これは、日常生活で考えてもわかりますが、雇用が大規模に喪失した後は、そう簡単にお金を使える状態に戻りません

再び景気が良くなり、多くの人に雇用が行き渡るまで、10年・20年とかかります。

そこまできてやっと、インフレになるような、紙幣の流通量の過剰が問題になってくるわけです。

ですから、今の日本のように、40代・50代が大量にリストラされて収入を失ったような状態では、とても紙幣が余っているような状態にはならないわけです。

また、トランプ大統領は、アメリカ国内の工場=雇用を重視していますね。ここにグローバリストには欠けている視点があるからです。

例えば、ある工場が閉鎖され、海外に移転したとしましょう。その従業員は収入を失います。これは、グローバリストも認めていますね。
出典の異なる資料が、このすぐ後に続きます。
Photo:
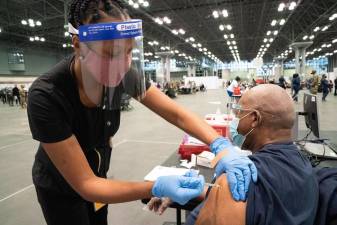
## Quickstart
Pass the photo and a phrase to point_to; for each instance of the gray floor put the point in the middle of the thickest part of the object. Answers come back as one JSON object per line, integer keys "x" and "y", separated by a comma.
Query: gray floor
{"x": 143, "y": 141}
しかし、従業員は、その工場へ交通機関で通ったり、車で通っていました。電車やバスの運賃が支払われたり、ガソリンスタンドでガソリン代が支払われたり、こうした経済活動も消えてしまいます。

また、その途中で、カフェに寄ったり、レストランに寄ったり、スーパーで買い物したり、こういうことも、すべて失われてしまうのです。

工場が移転されなければ、近くに家を買っていたかもしれません。家を買えば、家具やカーペットも買い…というように、経済活動が循環するわけです。

しかし、工場が消えれば、徐々に途中の店も消え、家も買われなくなります。どんどん、悪くなるばかりです。

これがデフレ・スパイラルの一端です。

リストラがデフレ・スパイラルを引き起こす

これは、工場に限りません。

会社でリストラが行われ、従業員が減ると、近くの駅へ寄る人も減り、そこで何かを買うことも、減るということです。

ですから、工場の閉鎖や会社のリストラは、そこだけではなく、その周辺にデフレ・スパイラルを引き起こすわけです。

さらに、その従業員の子どもの学費が払えないとか、子ども服が買えないとか、従業員の家族間でも、デフレ・スパイラルは拡大します。

ですから、トランプ大統領が、懸命になって、工場の海外移転をやめさせようとしたり、しているのは、実は、波及効果が大きいのです。